Her gentle breath became a roar of fury in his ear. “You dare threaten me?” The fiend’s face was now the horned bear of the Demon Wastes, fearsome in its rage. The hands on his chest were massive claws, and they tore into his chest. He threw his head back and screamed.
A voice called to him within the Labyrinth, “Over here, Aunn.” The pain faded and he turned his head to see Ashara, her hands pressed to the blue crystal. Cart stood behind them, trying to shield them both from the storm. Aunn looked around, but saw no fiend. He looked down, and to his surprise saw no blood on his chest.
A shadow moved within the crystal as he stepped beside Ashara, keeping his fingers on the silver tracings. The fingers of one hand met hers, and suddenly he saw the latticework in its entirety, spread like a map before him. Ashara had been working to unravel the threads at one end, and he knew at once he should do the same at the other, near the opposite reservoir. The torc and the blade-those would come last.
Aunn stepped out from Cart’s protection and the wind blasted in his face, hot and dry like the air of the Labyrinth, then frigid like the wind in Frostburn Cut.

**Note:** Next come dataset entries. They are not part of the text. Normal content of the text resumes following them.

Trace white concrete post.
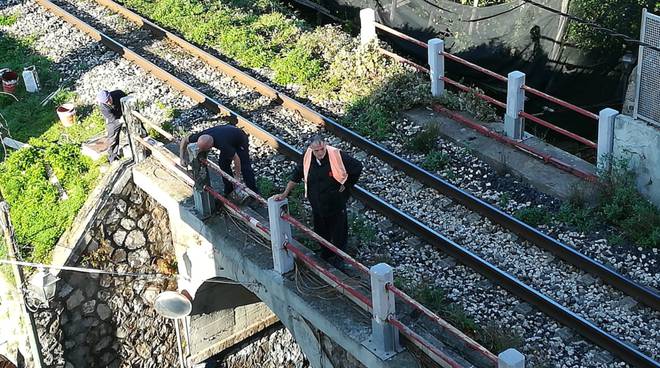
[428,38,445,97]
[504,71,525,139]
[268,196,293,275]
[119,96,147,163]
[360,8,378,45]
[596,108,619,171]
[497,349,525,368]
[369,263,400,355]
[187,143,215,219]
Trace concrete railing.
[360,9,618,175]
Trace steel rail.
[143,137,484,364]
[75,0,660,310]
[36,0,660,368]
[433,104,598,182]
[374,22,598,120]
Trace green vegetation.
[567,0,660,58]
[406,125,440,153]
[422,150,449,171]
[0,13,18,26]
[515,160,660,248]
[515,207,552,226]
[0,33,104,262]
[257,176,278,198]
[348,215,377,244]
[435,87,501,121]
[394,277,522,354]
[0,139,98,262]
[116,0,430,140]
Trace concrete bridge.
[122,100,524,368]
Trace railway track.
[21,0,658,367]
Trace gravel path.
[2,2,660,367]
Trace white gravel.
[1,1,660,367]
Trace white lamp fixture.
[30,268,59,304]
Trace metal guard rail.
[374,22,598,148]
[43,0,660,367]
[133,117,497,364]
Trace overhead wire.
[522,0,660,52]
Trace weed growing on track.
[0,33,104,262]
[394,276,522,354]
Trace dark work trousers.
[313,208,348,260]
[218,147,258,196]
[105,119,124,163]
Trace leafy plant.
[0,139,98,262]
[349,216,376,244]
[257,176,277,198]
[0,13,18,26]
[567,0,657,58]
[406,124,440,153]
[271,46,321,84]
[515,207,552,226]
[422,151,449,171]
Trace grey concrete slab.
[405,109,596,199]
[133,159,419,367]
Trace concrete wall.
[613,115,660,206]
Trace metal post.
[428,38,445,97]
[596,108,619,171]
[504,71,525,140]
[368,263,401,359]
[497,349,525,368]
[188,143,215,219]
[360,8,378,45]
[0,198,43,368]
[120,96,147,163]
[268,196,293,275]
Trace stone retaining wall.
[34,183,178,367]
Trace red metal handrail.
[519,111,596,148]
[374,22,598,148]
[522,86,598,121]
[387,316,463,368]
[378,47,429,73]
[442,51,509,82]
[442,77,506,109]
[374,22,429,49]
[138,139,492,367]
[282,213,369,274]
[385,284,497,364]
[284,242,372,308]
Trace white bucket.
[23,65,39,93]
[57,104,76,127]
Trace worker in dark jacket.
[179,125,257,196]
[96,90,126,163]
[275,136,362,264]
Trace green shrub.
[406,124,440,153]
[349,216,376,244]
[343,98,394,140]
[598,160,660,247]
[557,202,598,232]
[515,207,552,226]
[0,139,98,262]
[422,151,449,171]
[0,13,18,26]
[271,46,321,84]
[257,176,278,198]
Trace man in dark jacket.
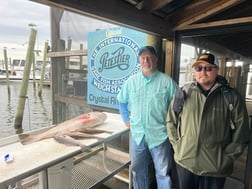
[167,53,249,189]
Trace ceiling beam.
[33,0,172,39]
[177,16,252,31]
[169,0,245,30]
[142,0,174,12]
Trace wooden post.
[38,42,48,97]
[32,52,36,87]
[14,28,37,134]
[4,48,10,97]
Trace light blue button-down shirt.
[117,71,177,149]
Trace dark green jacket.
[167,78,249,177]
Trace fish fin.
[53,135,85,148]
[68,132,103,140]
[78,127,113,134]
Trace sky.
[0,0,114,60]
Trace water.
[0,80,52,138]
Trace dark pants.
[176,164,226,189]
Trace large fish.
[19,112,111,144]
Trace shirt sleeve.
[119,103,130,123]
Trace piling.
[3,48,10,97]
[14,28,37,134]
[38,42,48,97]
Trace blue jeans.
[130,138,172,189]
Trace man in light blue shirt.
[117,46,177,189]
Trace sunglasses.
[194,66,217,72]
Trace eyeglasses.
[194,66,217,72]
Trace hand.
[125,122,130,128]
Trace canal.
[0,80,52,138]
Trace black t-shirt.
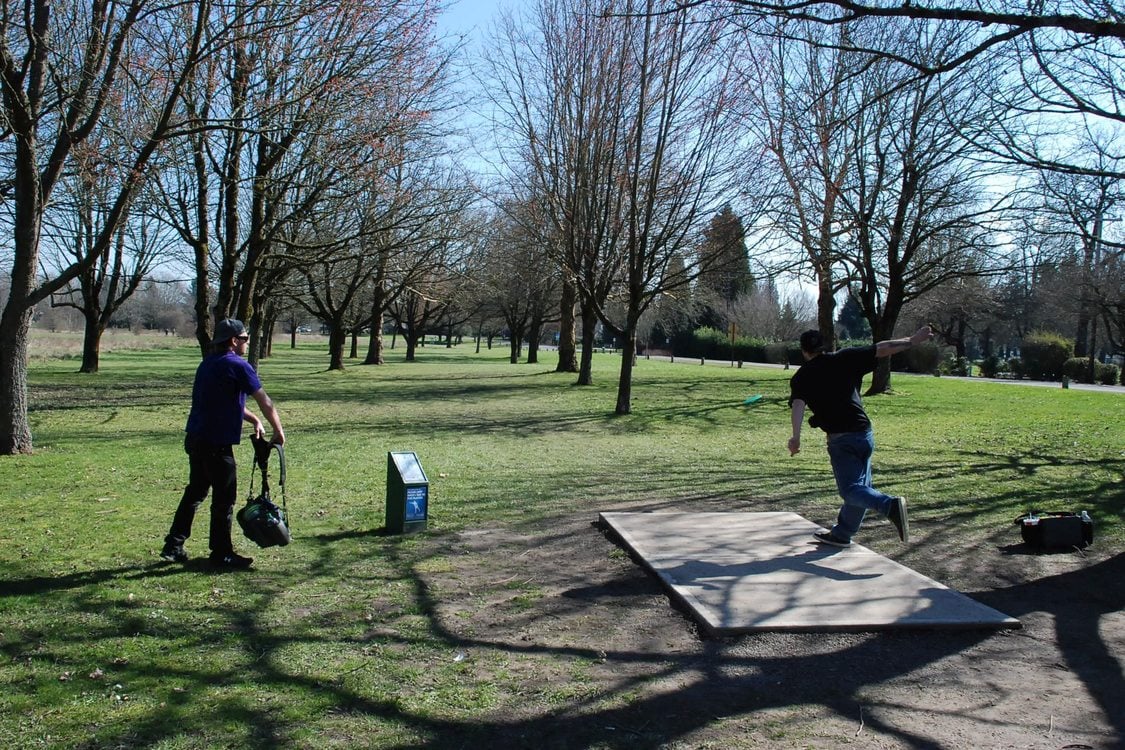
[789,346,875,433]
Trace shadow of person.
[972,553,1125,735]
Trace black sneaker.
[210,552,254,570]
[887,497,910,542]
[160,544,188,562]
[812,531,852,546]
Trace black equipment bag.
[236,437,289,546]
[1016,510,1094,552]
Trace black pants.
[164,435,239,557]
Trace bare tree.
[697,0,1125,178]
[488,0,734,414]
[738,21,865,347]
[842,23,1000,394]
[0,0,209,454]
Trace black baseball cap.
[212,318,246,344]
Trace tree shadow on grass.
[6,512,1125,750]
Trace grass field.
[0,335,1125,748]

The bear-thing loomed before him out of the driving snow, then reared on its hind legs to tear at him.
“No,” he said, and the fiend fell back before him. Still holding the entire network of silver threads in his mind, he found the place opposite where Ashara stood and he mirrored her work, thread by thread, with painstaking precision. The calm-the promised presence of the Messenger, he believed-settled into his mind and kept the fiend at bay.
Aunn and Ashara worked more quickly together. Their minds and hands were joined in the lattice, so each could follow every movement of the other. They worked like expert weavers, hands darting over the loom, barely conscious of the work. The earth rumbled and the sky roared behind them as Gaven’s storm continued in its fury, but they worked on, moving from the outer edge in until they stood side by side before the Torc of Sacrifice and the Ramethene Sword.

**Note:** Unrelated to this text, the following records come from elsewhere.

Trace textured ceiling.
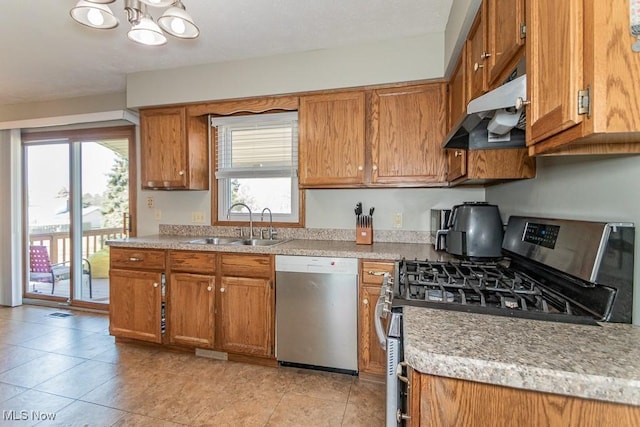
[0,0,453,105]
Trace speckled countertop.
[107,234,451,260]
[403,307,640,406]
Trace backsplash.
[159,224,433,243]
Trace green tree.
[101,156,129,228]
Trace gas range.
[389,216,634,324]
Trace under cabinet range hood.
[443,61,527,150]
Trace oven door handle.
[374,295,387,350]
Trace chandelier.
[71,0,200,46]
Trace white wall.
[486,156,640,324]
[127,33,444,108]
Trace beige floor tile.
[267,393,346,427]
[0,383,29,402]
[40,400,126,427]
[35,360,116,399]
[0,353,85,388]
[289,369,353,402]
[1,390,73,426]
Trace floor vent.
[48,311,73,317]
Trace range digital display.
[522,222,560,249]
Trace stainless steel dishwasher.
[276,255,358,375]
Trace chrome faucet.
[227,203,253,239]
[260,208,276,240]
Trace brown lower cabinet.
[407,369,640,427]
[109,247,275,359]
[358,260,394,375]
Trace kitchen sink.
[187,237,241,245]
[231,239,286,246]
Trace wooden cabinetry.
[298,91,365,187]
[217,254,275,358]
[358,261,394,375]
[167,251,216,348]
[408,370,640,427]
[484,0,526,87]
[109,248,165,343]
[526,0,640,155]
[140,107,209,190]
[368,83,447,187]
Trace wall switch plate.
[393,212,402,228]
[191,211,204,224]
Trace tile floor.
[0,306,384,427]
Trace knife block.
[356,222,373,245]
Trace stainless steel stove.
[393,216,634,324]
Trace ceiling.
[0,0,453,105]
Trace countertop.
[107,234,451,261]
[403,307,640,406]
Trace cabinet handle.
[515,96,531,110]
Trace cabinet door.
[371,83,447,184]
[466,2,488,100]
[298,92,365,187]
[109,269,162,343]
[218,277,274,357]
[485,0,525,86]
[527,0,583,145]
[140,108,187,188]
[167,273,215,348]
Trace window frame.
[209,110,305,228]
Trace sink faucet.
[260,208,276,240]
[227,203,253,239]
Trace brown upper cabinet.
[299,83,447,188]
[140,107,209,190]
[526,0,640,155]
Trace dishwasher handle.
[374,295,387,350]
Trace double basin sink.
[186,237,287,246]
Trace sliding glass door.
[23,127,135,307]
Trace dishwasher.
[276,255,358,375]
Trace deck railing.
[29,228,125,264]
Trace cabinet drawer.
[360,261,395,285]
[109,248,165,270]
[169,251,216,274]
[220,254,274,278]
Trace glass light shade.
[140,0,176,7]
[158,2,200,39]
[70,0,118,29]
[127,15,167,46]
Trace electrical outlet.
[393,212,402,228]
[191,211,204,224]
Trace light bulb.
[87,8,104,26]
[171,18,187,34]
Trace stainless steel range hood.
[443,64,527,150]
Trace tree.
[101,155,129,228]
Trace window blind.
[211,112,298,179]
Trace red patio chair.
[29,245,93,298]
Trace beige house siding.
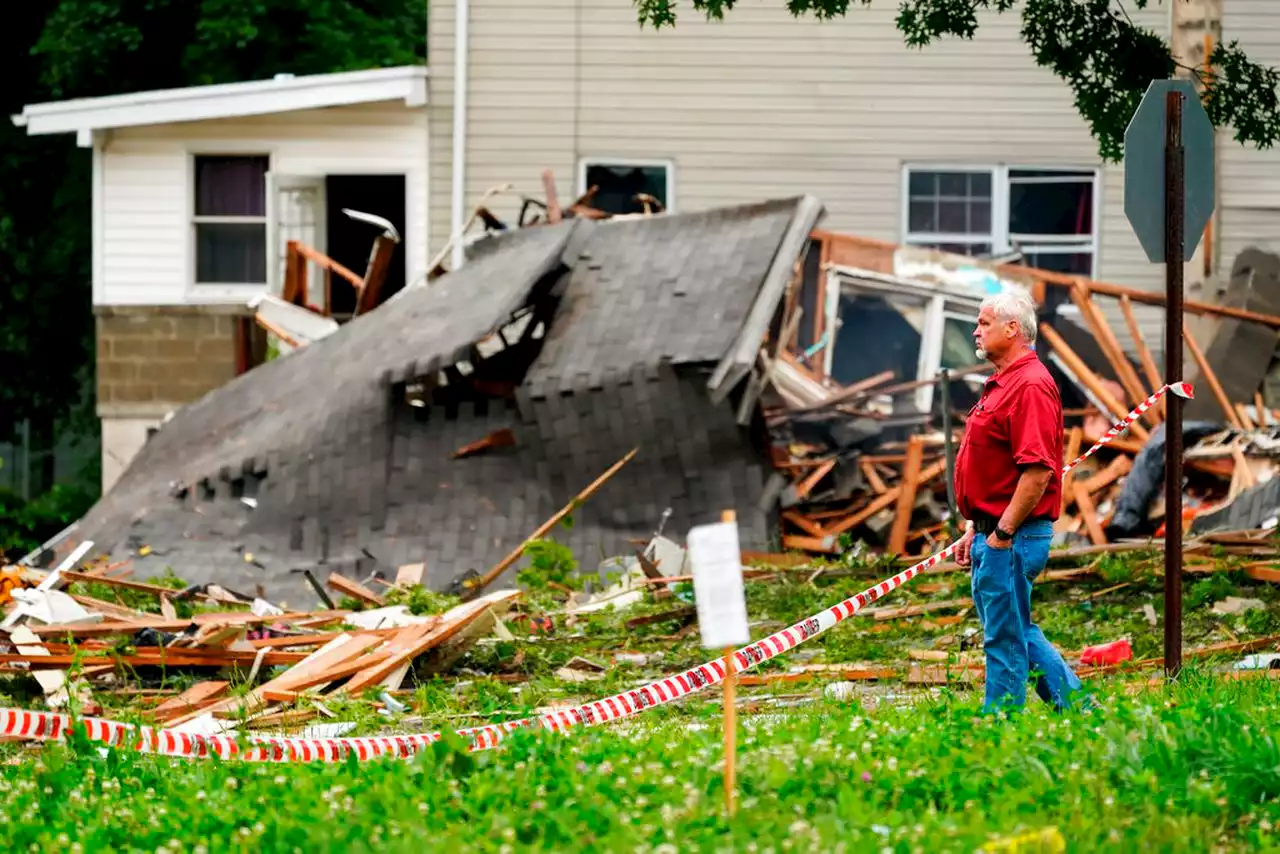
[428,0,1169,311]
[96,105,428,306]
[1216,0,1280,267]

A crack of thunder so loud it might have split the world Ashara sliding the sword out of the crystal The torc of sacrifice falling into his outstretched hands In a single instant the Dragon Forge was unmade and the Keeper of Secrets imprisoned once more.
Silence.
Aunn looked around wildly, trying to take it all in, everything his eyes could tell him. He floated in an ocean of silent, still air. No breeze brushed his face, no sound reached his ears. Dust and sand settled slowly onto the ground in the wake of the storm, while clouds parted and drifted off and faded into a perfect blue sky. Cart shifted beside him, turned to look at him, and his metal jaw opened, but Aunn could hear no voice. Ashara was curled on the ground, leaning against the column of blue-gray stone that had once been clear crystal, and Cart bent to tend to her.

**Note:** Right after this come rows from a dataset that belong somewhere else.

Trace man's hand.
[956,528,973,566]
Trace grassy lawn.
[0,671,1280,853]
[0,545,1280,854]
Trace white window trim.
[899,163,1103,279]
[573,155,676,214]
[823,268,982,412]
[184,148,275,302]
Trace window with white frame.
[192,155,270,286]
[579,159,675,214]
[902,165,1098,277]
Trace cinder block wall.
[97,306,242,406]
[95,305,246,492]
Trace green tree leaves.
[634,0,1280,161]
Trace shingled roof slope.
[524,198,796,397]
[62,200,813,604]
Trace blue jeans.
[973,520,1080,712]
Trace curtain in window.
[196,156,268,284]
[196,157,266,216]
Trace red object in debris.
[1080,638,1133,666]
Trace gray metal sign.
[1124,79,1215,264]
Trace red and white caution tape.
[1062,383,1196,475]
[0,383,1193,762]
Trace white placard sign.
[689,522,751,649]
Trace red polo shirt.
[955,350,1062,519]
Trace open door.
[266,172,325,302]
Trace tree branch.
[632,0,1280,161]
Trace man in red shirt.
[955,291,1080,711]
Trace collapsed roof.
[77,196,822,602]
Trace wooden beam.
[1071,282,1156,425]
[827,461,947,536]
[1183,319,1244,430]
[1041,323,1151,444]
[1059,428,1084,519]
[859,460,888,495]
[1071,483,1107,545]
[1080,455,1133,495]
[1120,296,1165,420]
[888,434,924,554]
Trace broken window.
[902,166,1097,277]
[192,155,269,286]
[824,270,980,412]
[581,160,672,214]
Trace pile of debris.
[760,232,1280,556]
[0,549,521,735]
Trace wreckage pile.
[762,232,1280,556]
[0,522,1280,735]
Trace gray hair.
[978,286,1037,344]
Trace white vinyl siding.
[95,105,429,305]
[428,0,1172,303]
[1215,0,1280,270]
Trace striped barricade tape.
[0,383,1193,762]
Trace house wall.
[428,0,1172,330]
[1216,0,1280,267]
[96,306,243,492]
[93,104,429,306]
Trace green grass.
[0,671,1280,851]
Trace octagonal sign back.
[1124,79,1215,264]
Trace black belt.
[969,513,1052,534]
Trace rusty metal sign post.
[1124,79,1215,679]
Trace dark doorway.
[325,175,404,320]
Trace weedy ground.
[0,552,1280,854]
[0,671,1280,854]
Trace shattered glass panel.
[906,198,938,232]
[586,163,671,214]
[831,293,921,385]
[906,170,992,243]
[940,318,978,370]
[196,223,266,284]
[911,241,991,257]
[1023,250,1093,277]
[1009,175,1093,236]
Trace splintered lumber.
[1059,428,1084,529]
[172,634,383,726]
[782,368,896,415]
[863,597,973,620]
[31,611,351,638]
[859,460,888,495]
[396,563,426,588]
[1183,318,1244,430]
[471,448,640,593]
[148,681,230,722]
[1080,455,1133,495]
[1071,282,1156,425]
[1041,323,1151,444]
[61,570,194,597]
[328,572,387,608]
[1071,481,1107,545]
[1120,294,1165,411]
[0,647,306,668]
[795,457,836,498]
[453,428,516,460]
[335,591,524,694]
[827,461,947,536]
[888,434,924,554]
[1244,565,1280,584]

Aunn wandered to the wreckage of the Dragon Forge, the gravel silent beneath his feet. The metal roof lay bent and sundered, a horse-sized dragon impaled on one jagged edge. The eldritch machine itself was a pile of rubble, half-collapsed into the trenches and furnaces beneath it. Clouds of steam still billowed up from the furnaces, and broken pipes here and there shot silent jets uselessly into the air.